Le candidat à la mairie de Montréal Marcel Côté a peut-être commis une erreur plus grave qu'il ne le pense en décidant de se rendre en France pour un voyage mi-affaires, mi-vacances à quelques mois de l'échéance électorale montréalaise.

Il y a plusieurs années, Alain Giguère, le patron de la firme de sondage CROP, m'avait expliqué (en y mettant la preuve par 9) qu'en matière d'élections municipales, ce qu'on appelle aujourd'hui «le facteur de proximité» est plus que primordial. C'est à partir de rencontres directes avec les candidats aux postes de conseillers, et même à la mairie, que les citoyens se font une idée de ceux qu'ils vont élire. Ensuite vient la qualité de l'expérience vécue avec l'administration municipale en place.

Les meilleurs contenus, les campagnes publicitaires, les conférences de presse, l'affichage ou les rassemblements de force n'ont que peu d'importance dans la décision que prennent quelques centaines de milliers de citoyens tous les quatre ans.

On pourrait croire que cette règle de base de la politique municipale vaut surtout pour les candidats aux postes de conseillers, le maire élu au suffrage universel devant user de moyens plus génériques pour se faire connaître et apprécier. Même pas.

Pierre Bourque l'avait compris en 1993, un an avant l'échéance électorale, quand il avait commencé à rencontrer tout un réseau d'amis qu'il s'était forgé au fil des années à partir de son joyau symbolique qu'était le Jardin botanique et son nouveau bébé, le Biodôme.
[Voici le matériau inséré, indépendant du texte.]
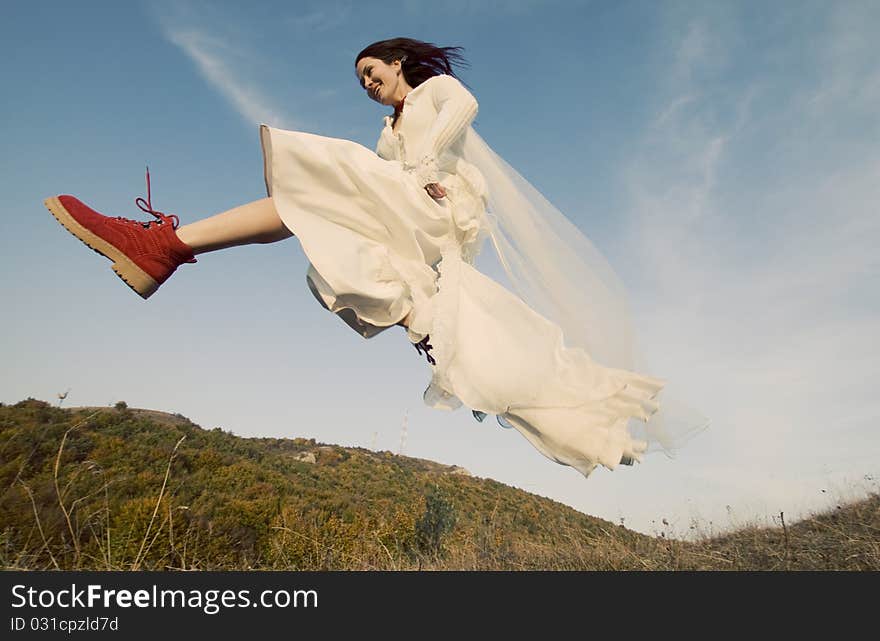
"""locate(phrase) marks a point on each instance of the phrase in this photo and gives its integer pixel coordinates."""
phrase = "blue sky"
(724, 156)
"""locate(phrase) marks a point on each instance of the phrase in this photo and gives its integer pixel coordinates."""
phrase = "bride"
(392, 236)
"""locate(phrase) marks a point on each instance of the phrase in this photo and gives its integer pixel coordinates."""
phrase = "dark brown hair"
(419, 60)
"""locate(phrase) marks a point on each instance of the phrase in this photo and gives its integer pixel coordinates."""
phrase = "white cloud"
(767, 315)
(212, 58)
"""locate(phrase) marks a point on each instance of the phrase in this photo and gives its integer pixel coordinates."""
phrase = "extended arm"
(456, 109)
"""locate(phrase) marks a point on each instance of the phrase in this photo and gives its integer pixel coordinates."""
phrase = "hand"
(435, 190)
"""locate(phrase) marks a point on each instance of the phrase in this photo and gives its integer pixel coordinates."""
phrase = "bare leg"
(255, 222)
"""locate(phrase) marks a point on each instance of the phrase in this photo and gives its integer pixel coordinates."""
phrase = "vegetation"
(123, 489)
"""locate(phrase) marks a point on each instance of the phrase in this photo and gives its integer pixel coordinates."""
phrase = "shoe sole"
(132, 275)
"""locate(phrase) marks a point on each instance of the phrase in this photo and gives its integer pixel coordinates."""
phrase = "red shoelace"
(146, 206)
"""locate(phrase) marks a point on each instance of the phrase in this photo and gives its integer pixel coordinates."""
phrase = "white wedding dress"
(380, 248)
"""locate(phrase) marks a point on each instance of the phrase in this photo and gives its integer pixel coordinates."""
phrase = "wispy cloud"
(224, 65)
(757, 280)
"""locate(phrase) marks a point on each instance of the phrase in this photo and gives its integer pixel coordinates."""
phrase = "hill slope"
(116, 488)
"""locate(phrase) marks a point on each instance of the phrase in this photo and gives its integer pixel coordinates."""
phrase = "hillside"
(119, 488)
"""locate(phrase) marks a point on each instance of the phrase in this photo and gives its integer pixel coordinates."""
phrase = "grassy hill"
(119, 488)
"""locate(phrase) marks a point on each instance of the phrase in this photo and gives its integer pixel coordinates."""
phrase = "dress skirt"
(380, 248)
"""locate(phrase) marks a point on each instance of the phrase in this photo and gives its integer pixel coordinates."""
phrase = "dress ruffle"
(380, 248)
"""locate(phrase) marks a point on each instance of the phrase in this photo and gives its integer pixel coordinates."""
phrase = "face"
(383, 83)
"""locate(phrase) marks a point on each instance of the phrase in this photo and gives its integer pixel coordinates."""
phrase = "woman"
(391, 237)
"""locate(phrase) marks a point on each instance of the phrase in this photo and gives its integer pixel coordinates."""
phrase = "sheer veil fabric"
(555, 269)
(552, 357)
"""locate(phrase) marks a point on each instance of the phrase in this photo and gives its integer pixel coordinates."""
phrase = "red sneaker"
(144, 255)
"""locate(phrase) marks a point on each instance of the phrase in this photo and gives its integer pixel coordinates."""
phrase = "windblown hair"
(419, 60)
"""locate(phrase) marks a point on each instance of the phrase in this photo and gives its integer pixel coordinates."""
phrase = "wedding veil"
(555, 269)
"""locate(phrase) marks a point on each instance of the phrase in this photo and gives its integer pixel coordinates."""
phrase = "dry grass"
(76, 522)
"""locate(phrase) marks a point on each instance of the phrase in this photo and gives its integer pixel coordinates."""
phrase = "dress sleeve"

Aussitôt lancé dans l'arène électorale, à la faveur d'une crise qu'il avait fomenté contre l'administration Doré à propos de la dramatique intégration du «Saint Jardin» à une insensée société paramunicipale, M. Bourque était descendu dans la rue et y était resté pendant des mois. Il est devenu maire, on s'en souvient.

Denis Coderre, champion de la politique de proximité, fait en ce moment ce qu'il faut pour se faire élire. La bataille médiatique ne l'intéresse pas plus qu'il ne le faut, lui qui pourtant en fait habituellement son affaire. Les braderies, oui.
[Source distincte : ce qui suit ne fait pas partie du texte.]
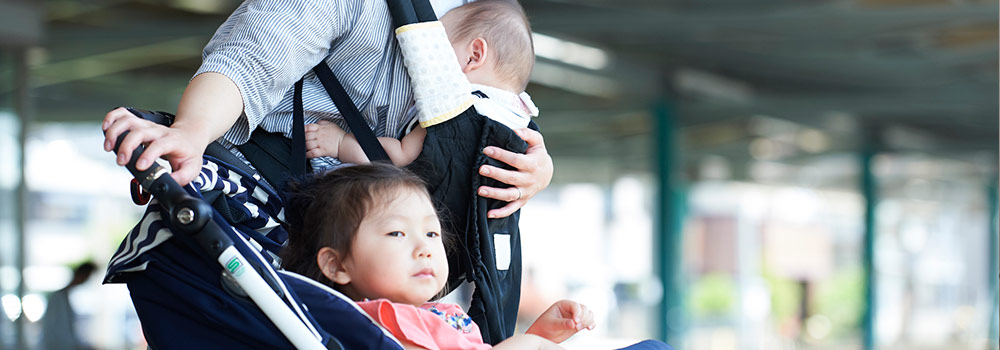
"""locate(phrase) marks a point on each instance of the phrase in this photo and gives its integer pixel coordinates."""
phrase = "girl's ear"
(479, 52)
(331, 264)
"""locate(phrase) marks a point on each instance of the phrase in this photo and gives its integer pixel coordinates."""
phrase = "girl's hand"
(182, 148)
(534, 172)
(562, 320)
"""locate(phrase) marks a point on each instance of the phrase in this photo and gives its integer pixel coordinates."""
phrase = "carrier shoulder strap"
(366, 138)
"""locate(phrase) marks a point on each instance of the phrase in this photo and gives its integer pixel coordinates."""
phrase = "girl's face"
(398, 253)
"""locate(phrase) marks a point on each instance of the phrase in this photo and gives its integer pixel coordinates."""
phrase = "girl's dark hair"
(326, 210)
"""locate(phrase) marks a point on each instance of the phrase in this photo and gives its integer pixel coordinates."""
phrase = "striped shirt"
(265, 46)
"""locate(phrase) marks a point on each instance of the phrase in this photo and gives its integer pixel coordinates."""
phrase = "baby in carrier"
(492, 40)
(371, 232)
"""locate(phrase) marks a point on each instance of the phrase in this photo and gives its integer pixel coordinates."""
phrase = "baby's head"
(369, 231)
(492, 39)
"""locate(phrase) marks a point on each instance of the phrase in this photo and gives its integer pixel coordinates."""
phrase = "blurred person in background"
(59, 322)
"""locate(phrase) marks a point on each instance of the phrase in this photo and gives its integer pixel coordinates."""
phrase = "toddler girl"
(371, 232)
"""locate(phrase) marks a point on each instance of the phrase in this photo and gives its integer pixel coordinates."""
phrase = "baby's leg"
(323, 139)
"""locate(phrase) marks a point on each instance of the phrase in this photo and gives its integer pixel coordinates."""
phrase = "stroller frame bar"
(194, 217)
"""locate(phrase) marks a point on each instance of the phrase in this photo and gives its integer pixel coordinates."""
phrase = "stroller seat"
(185, 303)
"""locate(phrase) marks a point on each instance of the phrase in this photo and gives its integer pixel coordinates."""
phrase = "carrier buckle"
(139, 195)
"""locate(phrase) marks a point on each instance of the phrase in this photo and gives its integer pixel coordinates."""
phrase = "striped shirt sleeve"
(266, 46)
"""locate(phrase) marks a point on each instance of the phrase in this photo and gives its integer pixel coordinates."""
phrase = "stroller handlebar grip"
(145, 177)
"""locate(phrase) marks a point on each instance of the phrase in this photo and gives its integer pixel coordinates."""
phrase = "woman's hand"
(182, 148)
(534, 172)
(562, 320)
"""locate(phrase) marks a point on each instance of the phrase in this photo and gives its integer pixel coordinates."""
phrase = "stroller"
(233, 216)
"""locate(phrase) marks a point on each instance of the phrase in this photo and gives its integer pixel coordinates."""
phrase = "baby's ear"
(478, 53)
(331, 264)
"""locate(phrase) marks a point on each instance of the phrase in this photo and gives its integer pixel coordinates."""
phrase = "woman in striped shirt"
(262, 49)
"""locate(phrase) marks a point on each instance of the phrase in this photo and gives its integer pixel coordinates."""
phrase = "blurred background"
(766, 174)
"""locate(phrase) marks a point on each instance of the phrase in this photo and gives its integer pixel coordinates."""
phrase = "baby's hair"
(326, 210)
(506, 29)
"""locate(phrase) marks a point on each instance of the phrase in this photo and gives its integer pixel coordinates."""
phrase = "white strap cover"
(440, 89)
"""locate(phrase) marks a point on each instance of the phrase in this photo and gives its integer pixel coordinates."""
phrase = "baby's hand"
(562, 320)
(323, 139)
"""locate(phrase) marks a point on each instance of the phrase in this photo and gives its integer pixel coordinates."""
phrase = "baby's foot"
(323, 139)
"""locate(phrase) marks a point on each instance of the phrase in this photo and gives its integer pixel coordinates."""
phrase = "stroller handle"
(187, 214)
(193, 216)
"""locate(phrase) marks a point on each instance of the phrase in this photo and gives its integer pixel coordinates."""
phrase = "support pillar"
(669, 218)
(869, 190)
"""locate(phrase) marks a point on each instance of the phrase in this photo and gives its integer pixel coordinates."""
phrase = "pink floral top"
(432, 325)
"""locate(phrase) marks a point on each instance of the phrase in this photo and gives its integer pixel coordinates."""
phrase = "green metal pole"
(670, 204)
(869, 189)
(994, 274)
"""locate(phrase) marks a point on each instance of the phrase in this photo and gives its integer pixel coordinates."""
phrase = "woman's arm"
(534, 172)
(210, 105)
(527, 342)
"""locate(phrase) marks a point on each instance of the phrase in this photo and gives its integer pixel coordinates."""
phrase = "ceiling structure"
(777, 81)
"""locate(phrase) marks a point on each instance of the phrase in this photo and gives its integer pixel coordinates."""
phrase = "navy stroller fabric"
(449, 162)
(178, 292)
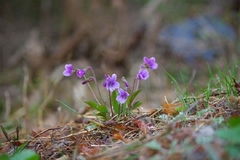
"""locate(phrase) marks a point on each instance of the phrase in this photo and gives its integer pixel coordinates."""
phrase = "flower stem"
(89, 86)
(95, 80)
(110, 101)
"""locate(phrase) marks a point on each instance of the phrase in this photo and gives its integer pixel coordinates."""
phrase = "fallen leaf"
(170, 108)
(119, 136)
(141, 125)
(87, 149)
(237, 86)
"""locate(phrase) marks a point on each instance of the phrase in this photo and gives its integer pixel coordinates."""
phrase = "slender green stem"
(137, 84)
(95, 80)
(110, 103)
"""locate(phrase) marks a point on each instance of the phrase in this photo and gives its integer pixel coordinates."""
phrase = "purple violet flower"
(80, 73)
(122, 97)
(111, 84)
(68, 70)
(149, 63)
(143, 74)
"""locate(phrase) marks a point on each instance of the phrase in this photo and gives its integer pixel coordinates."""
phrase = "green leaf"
(136, 105)
(68, 107)
(4, 157)
(234, 121)
(26, 155)
(230, 134)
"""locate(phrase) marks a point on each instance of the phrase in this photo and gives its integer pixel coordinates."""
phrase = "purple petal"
(122, 97)
(80, 73)
(143, 75)
(67, 73)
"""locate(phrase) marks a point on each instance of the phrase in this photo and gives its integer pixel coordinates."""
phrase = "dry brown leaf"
(170, 108)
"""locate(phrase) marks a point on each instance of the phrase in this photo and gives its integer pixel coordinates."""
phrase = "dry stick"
(45, 102)
(137, 144)
(8, 105)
M. Coderre voit aussi au recrutement de candidats qui sont connectés directement à toutes les populations de Montréal, anglophones et francophones. Ce qui ne peut malheureusement pas être le cas pour le chef de Projet Montréal, Richard Bergeron, dont le sectarisme ne séduit que les candidatures plus érudites et, trop souvent, un peu «déconnectées». Quant à Mélanie Joly, le seul fait qu'elle ait choisi d'y aller d'engagements électoraux en plein mois de juillet laisse présager le pire.
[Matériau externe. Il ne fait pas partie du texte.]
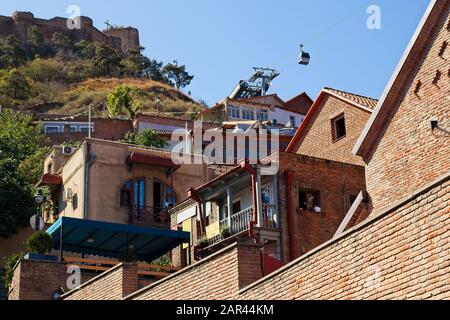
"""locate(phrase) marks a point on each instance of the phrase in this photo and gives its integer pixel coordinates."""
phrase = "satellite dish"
(37, 223)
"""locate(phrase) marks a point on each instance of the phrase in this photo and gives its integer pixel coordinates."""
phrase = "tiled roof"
(151, 159)
(361, 100)
(299, 104)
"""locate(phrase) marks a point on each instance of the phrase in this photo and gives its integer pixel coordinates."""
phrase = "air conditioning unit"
(68, 150)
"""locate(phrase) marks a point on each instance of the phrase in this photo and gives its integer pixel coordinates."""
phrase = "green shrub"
(40, 243)
(10, 263)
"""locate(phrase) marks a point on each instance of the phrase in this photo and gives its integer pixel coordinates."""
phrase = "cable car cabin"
(304, 58)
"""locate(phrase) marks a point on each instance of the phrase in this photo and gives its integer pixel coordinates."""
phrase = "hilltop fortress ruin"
(119, 38)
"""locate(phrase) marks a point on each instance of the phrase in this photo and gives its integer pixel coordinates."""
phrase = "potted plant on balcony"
(225, 232)
(39, 245)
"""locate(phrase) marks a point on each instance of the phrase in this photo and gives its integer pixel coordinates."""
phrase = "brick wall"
(114, 284)
(335, 181)
(215, 277)
(409, 154)
(401, 253)
(317, 139)
(38, 280)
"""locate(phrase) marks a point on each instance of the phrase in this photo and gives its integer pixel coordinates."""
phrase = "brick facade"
(217, 277)
(316, 139)
(39, 280)
(337, 183)
(113, 284)
(399, 254)
(407, 153)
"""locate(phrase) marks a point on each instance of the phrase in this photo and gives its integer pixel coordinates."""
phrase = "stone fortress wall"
(120, 38)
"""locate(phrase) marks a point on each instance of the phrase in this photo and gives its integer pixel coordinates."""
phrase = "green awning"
(122, 241)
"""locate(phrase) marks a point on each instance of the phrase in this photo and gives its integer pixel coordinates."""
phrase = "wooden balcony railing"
(239, 221)
(150, 216)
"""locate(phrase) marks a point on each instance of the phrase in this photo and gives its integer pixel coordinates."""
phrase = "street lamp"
(39, 196)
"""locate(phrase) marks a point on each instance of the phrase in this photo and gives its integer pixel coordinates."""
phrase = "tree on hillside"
(12, 54)
(122, 102)
(177, 75)
(15, 86)
(19, 143)
(147, 137)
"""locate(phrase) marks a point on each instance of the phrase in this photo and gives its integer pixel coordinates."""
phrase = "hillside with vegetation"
(62, 77)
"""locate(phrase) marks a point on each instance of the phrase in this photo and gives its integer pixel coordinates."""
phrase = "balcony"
(150, 216)
(239, 222)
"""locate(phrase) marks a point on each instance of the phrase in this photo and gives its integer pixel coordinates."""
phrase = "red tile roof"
(364, 101)
(299, 104)
(152, 159)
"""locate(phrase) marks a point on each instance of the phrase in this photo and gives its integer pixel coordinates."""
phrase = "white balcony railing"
(239, 221)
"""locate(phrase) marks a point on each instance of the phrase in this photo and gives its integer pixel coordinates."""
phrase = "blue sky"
(220, 41)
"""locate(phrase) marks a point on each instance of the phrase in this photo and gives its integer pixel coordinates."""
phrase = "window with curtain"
(125, 194)
(139, 193)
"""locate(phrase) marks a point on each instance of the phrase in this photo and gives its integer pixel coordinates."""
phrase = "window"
(262, 115)
(248, 114)
(125, 195)
(309, 200)
(338, 129)
(233, 112)
(294, 124)
(237, 206)
(51, 129)
(139, 193)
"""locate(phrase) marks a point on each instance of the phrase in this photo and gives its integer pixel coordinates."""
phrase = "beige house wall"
(109, 172)
(73, 178)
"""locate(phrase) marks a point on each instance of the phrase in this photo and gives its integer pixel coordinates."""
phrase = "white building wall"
(283, 116)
Louise Harel est fortement enracinée dans sa communauté est-montréalaise. Marcel Côté en tirera certainement un avantage. Mais il ne pourra compter sur Vision Montréal pour le faire élire et récolter une majorité d'élus dans le tout Montréal. Victoires qui lui permettraient d'avoir les coudées franches. Car, peu importe que les partis municipaux n'aient pas la cote par les temps qui courent, il n'y a rien de mieux qu'un conseil municipal bien majoritaire et sans complication pour faire avancer une ville. Ça, c'est M. Drapeau qui l'avait compris, au prix toutefois d'une démocratie douteuse, en valeur d'aujourd'hui.

M. Côté, c'est déjà connu, pourra compter sur de brillants publicitaires pour espérer gagner en notoriété et crédibilité d'ici novembre. Mais aucun slogan ou stratégie de médias sociaux ne pourra être aussi efficace que les milliers de poignées de main que M. Côté aurait dû commencer à donner dans Parc-Extension plutôt qu'à Marseille.

Un jour, Jean-Paul L'Allier a dit de la politique municipale qu'elle était la Formule 1 de la politique: au niveau municipal, chaque secousse, la plus infime soit-elle, est ressentie directement par celui qui tient le volant. L'eau qui ne se rend plus au robinet, le parc dont la fontaine ne marche plus, la piscine dont on réduit les heures d'ouverture SONT la politique municipale. Et locataires comme propriétaires peuvent en mesurer l'importance facilement. Partant de là, ils veulent pouvoir être certains qu'ils pourront laisser savoir leur mécontentement (et quelques fois leur satisfaction) à qui de droit et en pleine face.

La politique municipale est affaire de «direct». Agir de façon distanciée, tant lors de campagnes électorales qu'au pouvoir, donne toujours de mauvais résultats. Alors messieurs et mesdames les candidats, à vos espadrilles!